WHRF
- Bel Air, Maryland; United States;
- Frequency: 1520 kHz

Ownership
- Owner: New Harford Group, Inc.

History
- First air date: June 11, 1963; 62 years ago
- Last air date: 1994; 32 years ago
- Former call signs: WVOB (1963–1981)

Technical information
- Licensing authority: FCC
- Facility ID: 48442
- Power: 250 watts (daytime only)
- Transmitter coordinates: 39°31′03″N 76°21′50″W﻿ / ﻿39.5175°N 76.3639°W

Links
- Public license information: Public file; LMS;

= WHRF (Maryland) =

Radio station in Bel Air, Maryland, United States (1963–1994)

WHRF was a radio station on 1520 AM in Bel Air, Maryland, operating between 1963 and 1994.

==History==
The Bel Air Broadcasting Company received the construction permit for a new radio station at 1520 kHz in Bel Air in February 1963. The station signed on air on June 11 of that year. Broadcasting with 250 watts during the day from a transmitter site along US Route 1 southwest of the city limits, WVOB carried a format of pop music and news for listeners in Harford County.

On June 11, 1971—the station's eighth anniversary—a construction worker grading adjacent land clipped the guy wires supporting WVOB's tower, causing it to collapse. That same year, the station clashed with Harford County officials over the availability of tape recordings of county meetings. Three years later, WVOB was fined over its repeated failure to comply with requirements for political editorials.

New WHRF call letters debuted on January 4, 1982, after James C. Swartz bought Bel Air Broadcasting; the station continued with its adult contemporary sound. It also filed in 1985 to relocate its transmitter site and operate at night with 1,000 watts; while this was approved in 1989, it was never implemented.
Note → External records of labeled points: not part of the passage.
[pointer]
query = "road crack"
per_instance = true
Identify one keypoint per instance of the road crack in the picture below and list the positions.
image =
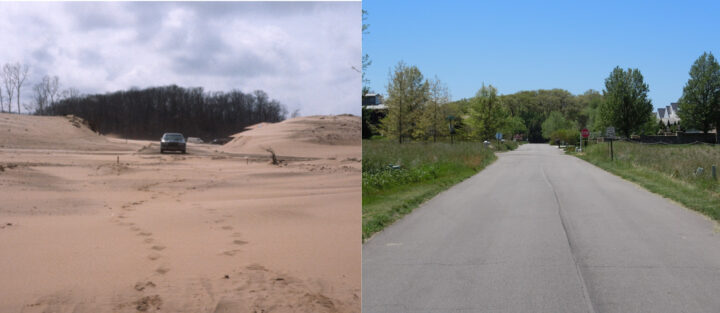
(583, 285)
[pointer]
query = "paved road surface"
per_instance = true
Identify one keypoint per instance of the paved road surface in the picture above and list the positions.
(539, 231)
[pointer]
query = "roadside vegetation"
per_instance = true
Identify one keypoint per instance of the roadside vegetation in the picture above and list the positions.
(671, 171)
(398, 178)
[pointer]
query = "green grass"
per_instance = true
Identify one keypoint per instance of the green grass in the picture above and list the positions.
(421, 171)
(668, 170)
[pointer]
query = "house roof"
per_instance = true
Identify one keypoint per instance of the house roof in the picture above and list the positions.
(675, 106)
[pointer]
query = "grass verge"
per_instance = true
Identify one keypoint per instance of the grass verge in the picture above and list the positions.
(668, 170)
(397, 178)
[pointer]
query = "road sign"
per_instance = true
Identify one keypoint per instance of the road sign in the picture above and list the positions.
(610, 132)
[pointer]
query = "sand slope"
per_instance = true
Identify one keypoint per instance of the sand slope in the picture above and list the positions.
(50, 132)
(203, 232)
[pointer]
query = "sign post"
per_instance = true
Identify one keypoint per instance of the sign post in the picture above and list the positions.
(451, 127)
(610, 133)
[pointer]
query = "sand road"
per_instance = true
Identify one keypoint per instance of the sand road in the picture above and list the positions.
(209, 231)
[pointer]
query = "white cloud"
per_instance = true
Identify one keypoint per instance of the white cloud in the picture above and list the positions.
(300, 53)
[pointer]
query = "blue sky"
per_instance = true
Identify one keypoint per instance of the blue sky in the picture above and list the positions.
(527, 45)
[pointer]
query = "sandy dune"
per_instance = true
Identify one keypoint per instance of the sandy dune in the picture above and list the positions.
(308, 136)
(216, 230)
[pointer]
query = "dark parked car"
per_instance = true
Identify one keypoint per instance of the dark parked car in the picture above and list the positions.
(172, 141)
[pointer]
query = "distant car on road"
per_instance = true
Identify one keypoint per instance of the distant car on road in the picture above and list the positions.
(172, 141)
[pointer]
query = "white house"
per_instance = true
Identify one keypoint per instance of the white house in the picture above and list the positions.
(668, 114)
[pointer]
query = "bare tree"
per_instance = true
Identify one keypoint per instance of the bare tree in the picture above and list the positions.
(53, 87)
(9, 82)
(69, 93)
(21, 75)
(47, 91)
(41, 95)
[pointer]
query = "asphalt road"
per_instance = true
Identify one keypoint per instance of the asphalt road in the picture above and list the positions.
(539, 231)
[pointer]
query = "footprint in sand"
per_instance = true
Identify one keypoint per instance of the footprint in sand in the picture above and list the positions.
(162, 270)
(140, 286)
(231, 252)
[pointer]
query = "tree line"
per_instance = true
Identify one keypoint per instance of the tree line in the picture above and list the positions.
(148, 113)
(420, 109)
The station was sold to the Harford County Broadcasting Company, controlled by James E. Fielder in 1988; a year later, Fielder sold the station for $320,000 to a consortium including a former federal assistant US secretary of labor. The new owners sought to increase WHRF's connection with the local community. The station soon became embroiled in financial difficulties; the first sign of trouble was when the station was sued for unpaid rent in November 1990. Harford County Broadcasting alleged that the terms of its lease were breached when the building was foreclosed upon. Meanwhile, former owner Fielder was sued by the Bank of Maryland for unpaid loans he guaranteed when he owned WHRF; he settled for $16,000. The station had gone silent by this time, with the New Harford Group acquiring it later in 1991 and returning it to the air with a news/talk format.

However, WHRF went dark again by late 1994, when New Harford filed to sell the station to CSN International, a satellite Christian broadcaster, for $75,000. The station's silence would result in the cancellation of its license in 1997.